1. Le principal trait de mon caractère ?

Je vais de l’avant, à l’instinct, sans toujours réfléchir d’ailleurs.

2. La qualité que je préfère chez un homme ?

Le charme, la douceur, la gentillesse. J’apprécie qu’un homme m’ouvre la porte, passe devant moi quand je descends un escalier, ce genre d’égards qui peuvent paraitre un peu « vieille France ».

3. La qualité que je préfère chez une femme ?

Ce sont à peu près les mêmes qualités finalement : j’aime les femmes douces, gentilles, sensibles, à l’écoute. Il faut que je reconnaisse comme une soeur en elles, qu’on ait beaucoup de points communs, qu’on se ressemble finalement.

4. Ce que j’apprécie le plus chez mes amis ?
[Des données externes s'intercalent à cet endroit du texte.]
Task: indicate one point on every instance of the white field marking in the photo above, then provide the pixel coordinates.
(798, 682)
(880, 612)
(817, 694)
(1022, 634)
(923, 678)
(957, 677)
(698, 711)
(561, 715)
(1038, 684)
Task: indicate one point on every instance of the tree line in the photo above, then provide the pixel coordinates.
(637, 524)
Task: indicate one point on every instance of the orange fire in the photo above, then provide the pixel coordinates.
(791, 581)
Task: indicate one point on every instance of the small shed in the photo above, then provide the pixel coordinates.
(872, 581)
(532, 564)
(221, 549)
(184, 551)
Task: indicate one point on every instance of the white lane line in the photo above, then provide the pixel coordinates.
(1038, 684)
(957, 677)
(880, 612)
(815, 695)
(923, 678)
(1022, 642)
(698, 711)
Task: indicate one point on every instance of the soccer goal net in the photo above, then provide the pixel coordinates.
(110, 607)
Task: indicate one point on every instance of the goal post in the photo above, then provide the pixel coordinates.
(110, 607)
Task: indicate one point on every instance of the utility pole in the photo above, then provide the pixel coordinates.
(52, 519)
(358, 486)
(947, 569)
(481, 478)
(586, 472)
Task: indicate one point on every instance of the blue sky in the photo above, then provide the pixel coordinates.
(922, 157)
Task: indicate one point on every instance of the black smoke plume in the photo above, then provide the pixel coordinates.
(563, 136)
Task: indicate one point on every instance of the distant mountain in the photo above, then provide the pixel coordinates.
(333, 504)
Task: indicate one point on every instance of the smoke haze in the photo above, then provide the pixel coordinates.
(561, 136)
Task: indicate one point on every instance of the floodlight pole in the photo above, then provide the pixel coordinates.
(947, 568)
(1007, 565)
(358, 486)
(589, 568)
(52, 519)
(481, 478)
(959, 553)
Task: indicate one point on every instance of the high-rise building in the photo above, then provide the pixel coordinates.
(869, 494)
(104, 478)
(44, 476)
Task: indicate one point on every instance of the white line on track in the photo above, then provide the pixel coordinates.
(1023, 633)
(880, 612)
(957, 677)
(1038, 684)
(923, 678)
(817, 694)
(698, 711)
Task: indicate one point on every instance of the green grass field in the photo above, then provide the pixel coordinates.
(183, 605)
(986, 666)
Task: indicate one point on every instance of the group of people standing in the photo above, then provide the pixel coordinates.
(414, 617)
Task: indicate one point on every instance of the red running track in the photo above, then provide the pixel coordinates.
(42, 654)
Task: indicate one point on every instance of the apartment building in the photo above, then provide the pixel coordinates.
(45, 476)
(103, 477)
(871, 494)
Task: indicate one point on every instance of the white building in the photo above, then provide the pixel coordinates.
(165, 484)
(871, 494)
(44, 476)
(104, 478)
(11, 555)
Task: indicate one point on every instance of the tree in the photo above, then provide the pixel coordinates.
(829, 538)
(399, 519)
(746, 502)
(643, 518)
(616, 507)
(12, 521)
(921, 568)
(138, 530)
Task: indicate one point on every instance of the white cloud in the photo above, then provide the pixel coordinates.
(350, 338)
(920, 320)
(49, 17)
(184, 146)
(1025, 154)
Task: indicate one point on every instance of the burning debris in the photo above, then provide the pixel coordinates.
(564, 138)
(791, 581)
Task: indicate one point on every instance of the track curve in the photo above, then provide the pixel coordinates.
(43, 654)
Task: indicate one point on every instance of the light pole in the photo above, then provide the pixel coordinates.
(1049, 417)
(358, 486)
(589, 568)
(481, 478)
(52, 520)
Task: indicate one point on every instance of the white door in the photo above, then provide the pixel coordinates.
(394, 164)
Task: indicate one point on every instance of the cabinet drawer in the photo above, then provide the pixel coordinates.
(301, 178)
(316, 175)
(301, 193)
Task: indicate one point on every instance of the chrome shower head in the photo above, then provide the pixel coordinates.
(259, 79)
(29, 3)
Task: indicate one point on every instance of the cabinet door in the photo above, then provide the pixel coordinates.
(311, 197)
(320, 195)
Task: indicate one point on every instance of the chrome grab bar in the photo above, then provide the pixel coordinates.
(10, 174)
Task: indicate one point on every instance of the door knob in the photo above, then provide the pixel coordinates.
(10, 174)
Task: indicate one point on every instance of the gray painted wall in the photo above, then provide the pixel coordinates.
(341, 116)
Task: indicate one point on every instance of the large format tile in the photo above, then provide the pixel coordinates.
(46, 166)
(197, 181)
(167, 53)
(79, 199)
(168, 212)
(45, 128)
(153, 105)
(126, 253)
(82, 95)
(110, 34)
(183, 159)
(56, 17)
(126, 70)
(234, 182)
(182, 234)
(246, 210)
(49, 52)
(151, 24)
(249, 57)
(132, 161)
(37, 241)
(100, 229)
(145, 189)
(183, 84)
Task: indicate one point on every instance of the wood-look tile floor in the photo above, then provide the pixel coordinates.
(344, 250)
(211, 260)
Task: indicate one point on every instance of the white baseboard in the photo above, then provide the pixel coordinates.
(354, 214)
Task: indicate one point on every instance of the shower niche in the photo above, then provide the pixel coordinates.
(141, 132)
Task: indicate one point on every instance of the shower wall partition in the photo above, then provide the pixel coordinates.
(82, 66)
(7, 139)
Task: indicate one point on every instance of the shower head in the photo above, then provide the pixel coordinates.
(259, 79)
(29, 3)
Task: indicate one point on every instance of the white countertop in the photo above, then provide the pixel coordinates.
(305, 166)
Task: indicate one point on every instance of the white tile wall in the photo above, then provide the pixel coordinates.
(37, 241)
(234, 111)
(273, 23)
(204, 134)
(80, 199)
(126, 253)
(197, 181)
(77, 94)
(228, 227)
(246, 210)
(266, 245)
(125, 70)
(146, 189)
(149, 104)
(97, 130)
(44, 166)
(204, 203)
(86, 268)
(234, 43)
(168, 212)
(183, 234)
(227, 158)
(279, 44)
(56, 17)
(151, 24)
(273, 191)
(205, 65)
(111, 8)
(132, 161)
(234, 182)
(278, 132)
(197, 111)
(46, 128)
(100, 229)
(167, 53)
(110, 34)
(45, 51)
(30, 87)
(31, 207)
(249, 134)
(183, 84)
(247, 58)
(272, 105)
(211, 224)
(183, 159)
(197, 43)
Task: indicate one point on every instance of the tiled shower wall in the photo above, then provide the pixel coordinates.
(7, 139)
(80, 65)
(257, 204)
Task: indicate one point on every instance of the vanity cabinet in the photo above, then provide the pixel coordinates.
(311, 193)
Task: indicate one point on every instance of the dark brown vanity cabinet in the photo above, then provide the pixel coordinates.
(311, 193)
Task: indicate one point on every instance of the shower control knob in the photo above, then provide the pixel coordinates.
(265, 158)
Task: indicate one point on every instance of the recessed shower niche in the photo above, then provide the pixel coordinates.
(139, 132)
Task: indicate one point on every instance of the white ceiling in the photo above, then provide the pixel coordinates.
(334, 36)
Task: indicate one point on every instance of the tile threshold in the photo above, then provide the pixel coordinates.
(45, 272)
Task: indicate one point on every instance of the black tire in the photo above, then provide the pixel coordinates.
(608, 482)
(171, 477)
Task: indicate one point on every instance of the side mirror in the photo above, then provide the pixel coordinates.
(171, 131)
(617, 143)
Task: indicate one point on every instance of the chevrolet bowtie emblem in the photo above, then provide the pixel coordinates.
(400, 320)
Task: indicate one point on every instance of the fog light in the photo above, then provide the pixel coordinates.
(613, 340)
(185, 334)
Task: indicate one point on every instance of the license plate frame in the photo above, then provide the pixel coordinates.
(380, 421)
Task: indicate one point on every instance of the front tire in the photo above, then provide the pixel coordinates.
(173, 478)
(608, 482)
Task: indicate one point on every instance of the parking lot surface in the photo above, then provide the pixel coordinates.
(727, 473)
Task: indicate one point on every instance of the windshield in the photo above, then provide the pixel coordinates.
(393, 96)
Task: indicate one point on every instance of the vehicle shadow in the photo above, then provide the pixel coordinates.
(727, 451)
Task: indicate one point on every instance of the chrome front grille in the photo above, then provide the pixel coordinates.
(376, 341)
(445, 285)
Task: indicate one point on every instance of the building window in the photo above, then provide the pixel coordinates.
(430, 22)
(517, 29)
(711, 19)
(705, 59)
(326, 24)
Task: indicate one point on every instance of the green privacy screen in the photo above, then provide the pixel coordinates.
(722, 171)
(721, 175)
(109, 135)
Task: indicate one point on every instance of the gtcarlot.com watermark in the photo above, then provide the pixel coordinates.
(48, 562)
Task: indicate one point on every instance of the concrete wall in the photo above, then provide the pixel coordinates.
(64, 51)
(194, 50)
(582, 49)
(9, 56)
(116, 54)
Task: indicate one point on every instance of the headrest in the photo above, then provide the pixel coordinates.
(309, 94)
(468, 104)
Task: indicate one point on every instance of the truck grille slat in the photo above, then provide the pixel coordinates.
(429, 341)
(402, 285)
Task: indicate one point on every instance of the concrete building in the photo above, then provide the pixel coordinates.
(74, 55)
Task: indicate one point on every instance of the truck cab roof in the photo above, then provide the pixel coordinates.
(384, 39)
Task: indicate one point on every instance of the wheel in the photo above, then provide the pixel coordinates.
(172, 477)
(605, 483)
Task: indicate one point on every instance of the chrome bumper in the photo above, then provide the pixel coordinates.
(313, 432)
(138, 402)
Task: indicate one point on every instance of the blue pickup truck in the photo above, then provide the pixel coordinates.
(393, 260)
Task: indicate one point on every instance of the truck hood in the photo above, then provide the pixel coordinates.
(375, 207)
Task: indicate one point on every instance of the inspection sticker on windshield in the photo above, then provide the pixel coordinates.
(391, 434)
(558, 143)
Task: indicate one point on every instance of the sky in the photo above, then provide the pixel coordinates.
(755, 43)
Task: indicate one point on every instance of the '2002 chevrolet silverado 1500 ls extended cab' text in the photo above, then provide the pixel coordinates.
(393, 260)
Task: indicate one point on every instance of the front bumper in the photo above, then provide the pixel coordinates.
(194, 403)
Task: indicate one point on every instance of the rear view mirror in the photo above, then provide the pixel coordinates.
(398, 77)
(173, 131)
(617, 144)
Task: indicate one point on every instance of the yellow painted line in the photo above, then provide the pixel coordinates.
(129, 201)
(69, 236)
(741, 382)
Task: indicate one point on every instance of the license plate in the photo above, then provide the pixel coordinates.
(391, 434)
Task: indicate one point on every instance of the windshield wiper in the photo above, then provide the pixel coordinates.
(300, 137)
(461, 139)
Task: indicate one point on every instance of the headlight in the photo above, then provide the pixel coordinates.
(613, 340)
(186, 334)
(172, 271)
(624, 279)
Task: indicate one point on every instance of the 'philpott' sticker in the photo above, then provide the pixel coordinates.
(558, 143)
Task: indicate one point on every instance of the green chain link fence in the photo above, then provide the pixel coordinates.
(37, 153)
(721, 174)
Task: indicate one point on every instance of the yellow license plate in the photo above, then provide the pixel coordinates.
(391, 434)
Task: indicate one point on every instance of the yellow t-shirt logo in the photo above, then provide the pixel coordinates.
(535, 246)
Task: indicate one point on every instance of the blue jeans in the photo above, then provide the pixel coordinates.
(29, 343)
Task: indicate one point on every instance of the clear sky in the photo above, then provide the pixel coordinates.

La fidélité, la vérité, la sincérité, qu’ils me disent les choses franchement quand ça ne va pas.

5. Mon principal défaut ?

Oh la la ! Je suis très soupe au lait. Je m’emporte facilement, mais ça ne dure pas longtemps. Quelques minutes, tout au plus.

6. Mon occupation préférée ?

La lecture. C’est une évasion extraordinaire de se nourrir des mots, une ouverture sur le monde. Tout au long de ma vie, je me suis beaucoup cultivée grâce à la lecture, qui nous conduit à être son propre metteur en scène finalement, lorsqu’on se projette à la place de l’écrivain. J’adore Michel Houellebecq qui est complément dingue, mais très intéressant et visionnaire. C’est mon dernier coup de coeur… Je sais qu’il a aussi écrit des chansons avec Jean-Louis Aubert, avec énormément de sensibilité.

7. Mon rêve de bonheur ?

Que les miens et les gens que j’aime aillent le mieux possible, tout simplement.

8. Quel serait mon plus grand malheur ?

De perdre quelqu’un que j’aime.

9. Ce que je voudrais être ?

Celle que je suis me suffit, tout simplement (rires).

10. Le pays où je désirerais vivre ?

Le mien, au bord du lac Léman. J’ai une maison de campagne à 500 mètres du lac, et je suis toujours ravie de m’y rendre. J’y ai le sentiment de retourner dans le ventre de ma mère. C’est un endroit merveilleux et j’y retrouve la paix intérieure. Quand j’y retourne, je finis toujours par me dire que la vie est formidable et pleine de surprises. Qui aurait dit un jour, qu’en partant de mon village avec un franc en poche, je ferais le chemin que j’ai tracé ? C’est un pays que j’aime pour les paysages et pour les personnes qui le peuplent. Les savoyards, les gens de l’alpage, sont des gens magnifiques de vérité. 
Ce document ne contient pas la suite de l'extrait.